徳島県内各地で阿波踊りが催された9~16日に県内主要観光施設21カ所の人出は24万1459人と、前年同期(26万4385人)を8・7%下回ったことが21日、県の調べで分かった。県は台風10号の影響で各地の阿波踊りが中止されたり、観光施設の休館が相次いだりしたことが要因としている。

 台風が最接近した15日は、藍住町歴史館「藍の館」を除く20施設が休館・休業(午後のみの休業も含む)し、全体の約9割に当たる19施設で前年より人出が減少した。14~16日を休館した海洋自然博物館マリンジャム(海陽町)は79・3%減と大きく落ち込んだほか、鳴門市ドイツ館で33・6%、藍の館で31・4%、妖怪屋敷・石の博物館(三好市)で31・3%それぞれ減った。
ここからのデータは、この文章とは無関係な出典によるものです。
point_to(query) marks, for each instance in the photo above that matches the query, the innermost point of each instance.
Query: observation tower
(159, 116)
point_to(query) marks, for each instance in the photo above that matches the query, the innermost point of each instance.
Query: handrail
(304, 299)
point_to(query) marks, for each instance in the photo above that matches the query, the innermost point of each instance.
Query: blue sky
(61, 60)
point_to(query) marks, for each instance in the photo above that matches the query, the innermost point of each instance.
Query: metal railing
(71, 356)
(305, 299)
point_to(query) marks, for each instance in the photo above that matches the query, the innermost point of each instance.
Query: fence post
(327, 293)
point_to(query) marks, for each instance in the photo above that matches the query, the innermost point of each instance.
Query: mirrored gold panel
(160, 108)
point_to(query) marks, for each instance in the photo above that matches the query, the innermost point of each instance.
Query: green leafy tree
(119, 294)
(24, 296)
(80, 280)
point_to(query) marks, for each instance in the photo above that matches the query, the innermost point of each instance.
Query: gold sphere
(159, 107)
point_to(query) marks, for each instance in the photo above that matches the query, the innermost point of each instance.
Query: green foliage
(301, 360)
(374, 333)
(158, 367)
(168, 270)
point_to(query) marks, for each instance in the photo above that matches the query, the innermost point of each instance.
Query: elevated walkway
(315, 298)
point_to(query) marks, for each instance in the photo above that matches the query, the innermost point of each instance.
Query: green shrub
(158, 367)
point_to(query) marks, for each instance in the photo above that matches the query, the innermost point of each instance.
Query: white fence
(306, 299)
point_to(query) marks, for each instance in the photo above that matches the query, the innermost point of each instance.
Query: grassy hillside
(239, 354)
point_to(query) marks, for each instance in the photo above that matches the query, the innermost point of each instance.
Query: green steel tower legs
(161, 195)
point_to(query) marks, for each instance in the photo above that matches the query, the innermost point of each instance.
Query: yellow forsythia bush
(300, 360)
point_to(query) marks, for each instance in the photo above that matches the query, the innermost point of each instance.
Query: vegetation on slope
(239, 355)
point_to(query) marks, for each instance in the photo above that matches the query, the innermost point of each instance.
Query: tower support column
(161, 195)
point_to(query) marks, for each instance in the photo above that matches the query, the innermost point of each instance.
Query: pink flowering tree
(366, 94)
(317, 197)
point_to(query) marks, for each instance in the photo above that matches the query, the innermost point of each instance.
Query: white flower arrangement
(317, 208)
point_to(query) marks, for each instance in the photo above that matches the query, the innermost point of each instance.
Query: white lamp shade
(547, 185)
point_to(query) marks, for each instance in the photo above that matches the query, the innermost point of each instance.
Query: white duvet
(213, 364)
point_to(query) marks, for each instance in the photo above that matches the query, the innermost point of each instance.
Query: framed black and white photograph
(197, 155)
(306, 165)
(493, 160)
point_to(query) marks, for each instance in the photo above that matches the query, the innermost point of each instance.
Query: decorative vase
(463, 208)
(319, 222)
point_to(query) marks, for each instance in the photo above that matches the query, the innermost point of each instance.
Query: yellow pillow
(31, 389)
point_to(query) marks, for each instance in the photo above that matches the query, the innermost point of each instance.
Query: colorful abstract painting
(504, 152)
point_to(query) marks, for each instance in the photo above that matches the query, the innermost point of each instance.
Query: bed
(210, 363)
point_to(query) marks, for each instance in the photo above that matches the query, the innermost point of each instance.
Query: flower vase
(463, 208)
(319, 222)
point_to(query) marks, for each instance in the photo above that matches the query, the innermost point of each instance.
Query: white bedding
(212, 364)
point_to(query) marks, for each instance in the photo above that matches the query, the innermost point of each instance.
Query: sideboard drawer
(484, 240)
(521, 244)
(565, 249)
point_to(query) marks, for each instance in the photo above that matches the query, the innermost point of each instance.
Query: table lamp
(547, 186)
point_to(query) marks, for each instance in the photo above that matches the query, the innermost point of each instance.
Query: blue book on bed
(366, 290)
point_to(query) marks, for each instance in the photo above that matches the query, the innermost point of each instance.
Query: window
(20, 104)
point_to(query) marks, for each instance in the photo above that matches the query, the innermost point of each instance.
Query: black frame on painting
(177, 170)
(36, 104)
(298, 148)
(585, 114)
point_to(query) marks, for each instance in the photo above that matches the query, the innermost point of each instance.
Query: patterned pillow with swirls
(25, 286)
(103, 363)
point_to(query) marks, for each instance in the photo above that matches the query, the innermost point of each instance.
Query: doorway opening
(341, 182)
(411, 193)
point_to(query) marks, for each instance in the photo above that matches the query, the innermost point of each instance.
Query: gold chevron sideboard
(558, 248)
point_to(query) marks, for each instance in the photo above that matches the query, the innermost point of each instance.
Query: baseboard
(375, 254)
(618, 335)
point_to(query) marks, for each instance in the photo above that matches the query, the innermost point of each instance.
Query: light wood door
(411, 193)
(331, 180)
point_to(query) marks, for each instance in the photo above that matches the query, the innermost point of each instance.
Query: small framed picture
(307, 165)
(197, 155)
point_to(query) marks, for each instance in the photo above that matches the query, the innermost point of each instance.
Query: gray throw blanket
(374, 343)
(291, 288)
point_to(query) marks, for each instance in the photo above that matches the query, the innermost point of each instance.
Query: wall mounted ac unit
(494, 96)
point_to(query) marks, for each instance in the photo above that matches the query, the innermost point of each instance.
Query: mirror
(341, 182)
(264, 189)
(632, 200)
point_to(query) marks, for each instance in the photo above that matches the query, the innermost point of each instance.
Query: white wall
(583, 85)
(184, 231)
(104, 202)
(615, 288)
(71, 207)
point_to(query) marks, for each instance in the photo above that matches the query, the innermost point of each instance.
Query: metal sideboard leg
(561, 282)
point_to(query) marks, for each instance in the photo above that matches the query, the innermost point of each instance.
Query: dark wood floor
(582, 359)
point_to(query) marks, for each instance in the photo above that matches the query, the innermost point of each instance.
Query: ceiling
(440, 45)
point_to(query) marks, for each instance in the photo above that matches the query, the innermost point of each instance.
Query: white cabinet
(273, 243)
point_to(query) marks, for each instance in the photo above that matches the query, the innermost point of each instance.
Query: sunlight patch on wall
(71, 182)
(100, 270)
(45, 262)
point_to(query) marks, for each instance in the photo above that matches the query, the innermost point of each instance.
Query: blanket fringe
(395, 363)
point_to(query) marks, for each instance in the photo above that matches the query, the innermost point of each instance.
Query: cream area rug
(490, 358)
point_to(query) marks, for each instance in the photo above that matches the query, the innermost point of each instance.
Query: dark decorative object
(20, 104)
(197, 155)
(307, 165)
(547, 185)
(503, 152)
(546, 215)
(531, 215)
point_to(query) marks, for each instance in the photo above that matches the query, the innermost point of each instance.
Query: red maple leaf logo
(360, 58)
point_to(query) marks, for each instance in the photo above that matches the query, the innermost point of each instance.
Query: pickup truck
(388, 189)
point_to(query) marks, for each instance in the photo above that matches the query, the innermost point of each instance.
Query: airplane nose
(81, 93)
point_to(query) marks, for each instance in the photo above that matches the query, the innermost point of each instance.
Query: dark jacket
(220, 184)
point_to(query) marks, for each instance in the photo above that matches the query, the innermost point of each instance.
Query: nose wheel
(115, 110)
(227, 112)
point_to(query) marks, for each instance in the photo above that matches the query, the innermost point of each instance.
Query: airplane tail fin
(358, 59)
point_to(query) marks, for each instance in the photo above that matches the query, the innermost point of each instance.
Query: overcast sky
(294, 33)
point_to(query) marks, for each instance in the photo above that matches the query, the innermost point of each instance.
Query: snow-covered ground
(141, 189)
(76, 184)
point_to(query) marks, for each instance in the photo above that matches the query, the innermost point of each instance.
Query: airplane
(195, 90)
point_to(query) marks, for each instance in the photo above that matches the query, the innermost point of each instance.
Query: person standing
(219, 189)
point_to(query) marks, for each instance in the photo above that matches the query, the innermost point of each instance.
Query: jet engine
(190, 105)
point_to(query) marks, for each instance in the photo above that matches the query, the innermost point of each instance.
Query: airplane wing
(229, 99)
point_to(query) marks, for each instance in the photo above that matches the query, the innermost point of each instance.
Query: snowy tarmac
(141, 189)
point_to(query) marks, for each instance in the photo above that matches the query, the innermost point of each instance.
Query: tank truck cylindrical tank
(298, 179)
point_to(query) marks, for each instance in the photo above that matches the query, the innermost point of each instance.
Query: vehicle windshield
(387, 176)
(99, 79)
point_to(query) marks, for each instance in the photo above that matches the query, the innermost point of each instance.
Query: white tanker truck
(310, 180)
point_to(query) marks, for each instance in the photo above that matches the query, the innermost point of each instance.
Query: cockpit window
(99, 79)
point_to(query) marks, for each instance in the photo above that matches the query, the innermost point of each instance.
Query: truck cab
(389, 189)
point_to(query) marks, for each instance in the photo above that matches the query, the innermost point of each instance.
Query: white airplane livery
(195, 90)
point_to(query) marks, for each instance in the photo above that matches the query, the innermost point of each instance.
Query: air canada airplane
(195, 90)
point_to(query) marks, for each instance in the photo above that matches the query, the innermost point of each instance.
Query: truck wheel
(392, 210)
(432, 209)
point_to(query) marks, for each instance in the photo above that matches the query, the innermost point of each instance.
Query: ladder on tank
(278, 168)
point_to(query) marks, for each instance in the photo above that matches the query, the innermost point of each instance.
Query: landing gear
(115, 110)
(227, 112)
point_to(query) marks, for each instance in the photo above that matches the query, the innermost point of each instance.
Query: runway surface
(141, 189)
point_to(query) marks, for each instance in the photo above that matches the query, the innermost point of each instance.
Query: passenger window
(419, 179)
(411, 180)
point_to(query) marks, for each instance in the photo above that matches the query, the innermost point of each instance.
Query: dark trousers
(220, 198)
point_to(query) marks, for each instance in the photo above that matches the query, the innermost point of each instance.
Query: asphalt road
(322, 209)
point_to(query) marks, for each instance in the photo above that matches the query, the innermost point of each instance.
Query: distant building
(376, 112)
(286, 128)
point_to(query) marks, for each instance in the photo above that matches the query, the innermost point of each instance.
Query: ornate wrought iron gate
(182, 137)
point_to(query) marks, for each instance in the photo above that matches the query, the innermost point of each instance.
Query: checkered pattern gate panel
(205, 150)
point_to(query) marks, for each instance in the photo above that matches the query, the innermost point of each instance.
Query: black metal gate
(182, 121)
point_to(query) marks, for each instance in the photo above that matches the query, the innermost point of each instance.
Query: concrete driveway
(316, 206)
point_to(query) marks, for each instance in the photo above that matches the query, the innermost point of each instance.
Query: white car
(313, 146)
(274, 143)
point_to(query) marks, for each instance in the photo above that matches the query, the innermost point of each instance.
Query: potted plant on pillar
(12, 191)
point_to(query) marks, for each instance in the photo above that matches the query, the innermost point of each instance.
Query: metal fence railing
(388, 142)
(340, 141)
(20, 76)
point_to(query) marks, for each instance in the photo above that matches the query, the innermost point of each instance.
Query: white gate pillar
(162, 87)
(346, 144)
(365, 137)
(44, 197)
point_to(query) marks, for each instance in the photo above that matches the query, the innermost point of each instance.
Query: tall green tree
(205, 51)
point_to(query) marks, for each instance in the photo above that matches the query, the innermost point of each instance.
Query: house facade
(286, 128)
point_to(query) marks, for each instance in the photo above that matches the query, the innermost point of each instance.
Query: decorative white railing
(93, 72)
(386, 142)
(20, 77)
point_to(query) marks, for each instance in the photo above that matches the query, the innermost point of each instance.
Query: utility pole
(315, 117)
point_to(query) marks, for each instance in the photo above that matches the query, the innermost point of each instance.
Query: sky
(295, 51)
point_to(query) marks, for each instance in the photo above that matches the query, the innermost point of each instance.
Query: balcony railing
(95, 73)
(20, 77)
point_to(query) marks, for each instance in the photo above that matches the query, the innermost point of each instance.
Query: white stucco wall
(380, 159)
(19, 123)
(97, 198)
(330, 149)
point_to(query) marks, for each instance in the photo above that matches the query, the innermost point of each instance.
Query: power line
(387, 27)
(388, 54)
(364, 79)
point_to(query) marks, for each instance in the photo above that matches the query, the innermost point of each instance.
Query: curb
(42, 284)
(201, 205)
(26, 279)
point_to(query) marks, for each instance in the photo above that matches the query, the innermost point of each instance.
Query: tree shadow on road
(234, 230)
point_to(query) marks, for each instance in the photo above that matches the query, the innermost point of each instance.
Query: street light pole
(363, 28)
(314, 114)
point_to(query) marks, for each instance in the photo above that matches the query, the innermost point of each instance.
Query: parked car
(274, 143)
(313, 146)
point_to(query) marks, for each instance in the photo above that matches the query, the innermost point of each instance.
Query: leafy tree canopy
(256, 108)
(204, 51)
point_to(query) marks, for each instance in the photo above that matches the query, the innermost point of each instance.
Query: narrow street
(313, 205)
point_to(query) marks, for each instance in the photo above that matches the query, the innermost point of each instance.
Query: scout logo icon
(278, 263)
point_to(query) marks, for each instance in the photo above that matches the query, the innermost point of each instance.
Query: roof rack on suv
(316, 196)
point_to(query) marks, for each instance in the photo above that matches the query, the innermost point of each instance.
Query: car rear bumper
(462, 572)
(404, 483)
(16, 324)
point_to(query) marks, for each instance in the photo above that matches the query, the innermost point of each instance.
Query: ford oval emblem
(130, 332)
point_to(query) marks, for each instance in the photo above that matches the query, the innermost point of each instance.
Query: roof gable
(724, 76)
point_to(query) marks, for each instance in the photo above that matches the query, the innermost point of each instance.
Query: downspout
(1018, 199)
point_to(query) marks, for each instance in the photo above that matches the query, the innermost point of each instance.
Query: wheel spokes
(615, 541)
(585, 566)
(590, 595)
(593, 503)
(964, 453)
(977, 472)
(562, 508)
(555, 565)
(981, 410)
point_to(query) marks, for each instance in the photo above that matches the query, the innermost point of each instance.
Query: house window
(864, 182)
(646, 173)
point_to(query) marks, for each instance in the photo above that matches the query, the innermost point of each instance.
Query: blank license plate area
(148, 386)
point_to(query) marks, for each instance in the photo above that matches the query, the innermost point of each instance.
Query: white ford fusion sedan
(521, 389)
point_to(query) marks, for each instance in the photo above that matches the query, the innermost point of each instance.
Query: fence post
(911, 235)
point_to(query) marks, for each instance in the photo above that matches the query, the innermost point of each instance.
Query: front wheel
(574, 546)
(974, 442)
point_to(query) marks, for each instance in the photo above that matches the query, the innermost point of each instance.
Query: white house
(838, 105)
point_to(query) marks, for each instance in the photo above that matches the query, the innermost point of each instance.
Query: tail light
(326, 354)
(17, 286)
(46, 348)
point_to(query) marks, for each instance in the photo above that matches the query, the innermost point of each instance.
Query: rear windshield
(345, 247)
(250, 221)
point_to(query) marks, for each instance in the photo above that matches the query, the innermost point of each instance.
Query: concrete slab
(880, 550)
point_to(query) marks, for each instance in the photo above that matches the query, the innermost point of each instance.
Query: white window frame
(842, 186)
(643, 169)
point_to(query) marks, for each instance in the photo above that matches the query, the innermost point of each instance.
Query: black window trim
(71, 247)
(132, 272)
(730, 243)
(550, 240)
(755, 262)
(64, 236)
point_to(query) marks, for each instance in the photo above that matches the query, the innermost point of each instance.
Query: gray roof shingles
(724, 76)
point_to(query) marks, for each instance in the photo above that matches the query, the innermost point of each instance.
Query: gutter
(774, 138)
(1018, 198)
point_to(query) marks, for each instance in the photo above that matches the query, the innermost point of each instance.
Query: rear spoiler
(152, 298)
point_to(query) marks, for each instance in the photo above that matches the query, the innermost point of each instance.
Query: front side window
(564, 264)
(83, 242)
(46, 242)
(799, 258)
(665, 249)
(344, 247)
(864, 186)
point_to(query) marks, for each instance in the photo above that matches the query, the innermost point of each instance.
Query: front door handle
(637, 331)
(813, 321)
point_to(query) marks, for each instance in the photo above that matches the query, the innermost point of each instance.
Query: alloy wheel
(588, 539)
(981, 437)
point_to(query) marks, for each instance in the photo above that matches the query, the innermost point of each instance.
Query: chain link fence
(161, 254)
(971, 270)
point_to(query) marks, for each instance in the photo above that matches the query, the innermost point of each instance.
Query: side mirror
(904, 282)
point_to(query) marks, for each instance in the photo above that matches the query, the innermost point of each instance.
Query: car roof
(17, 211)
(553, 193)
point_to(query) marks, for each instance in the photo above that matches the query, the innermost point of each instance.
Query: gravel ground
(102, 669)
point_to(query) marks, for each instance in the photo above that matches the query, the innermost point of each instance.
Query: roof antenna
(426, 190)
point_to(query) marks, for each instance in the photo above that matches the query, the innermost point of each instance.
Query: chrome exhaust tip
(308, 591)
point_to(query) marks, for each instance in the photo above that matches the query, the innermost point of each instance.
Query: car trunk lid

 マリンジャムの担当者は「台風の影響でシーカヤックやシュノーケリングの体験にキャンセルが相次いだ。波も高く、観光船が12日から16日まで欠航したことも響いた」と話した。

 一方、台風襲来にもかかわらず、大塚国際美術館(鳴門市)は客足を伸ばした。昨年末のNHK紅白歌合戦で県出身のシンガー・ソングライター米津玄師さんの生中継の舞台となって知名度が高まった効果が続いているほか、開館時間の延長や、名画の登場人物と同じ衣装を着るイベントが好評で59・9%増えた。神山森林公園イルローザの森(神山町)は台風が来るまでは天候に恵まれ、1・6%増だった。

 地域別では、県南部の施設が37・8%減と大幅に落ち込んだ。県西部で12・8%減、県東部で5・3%減だった。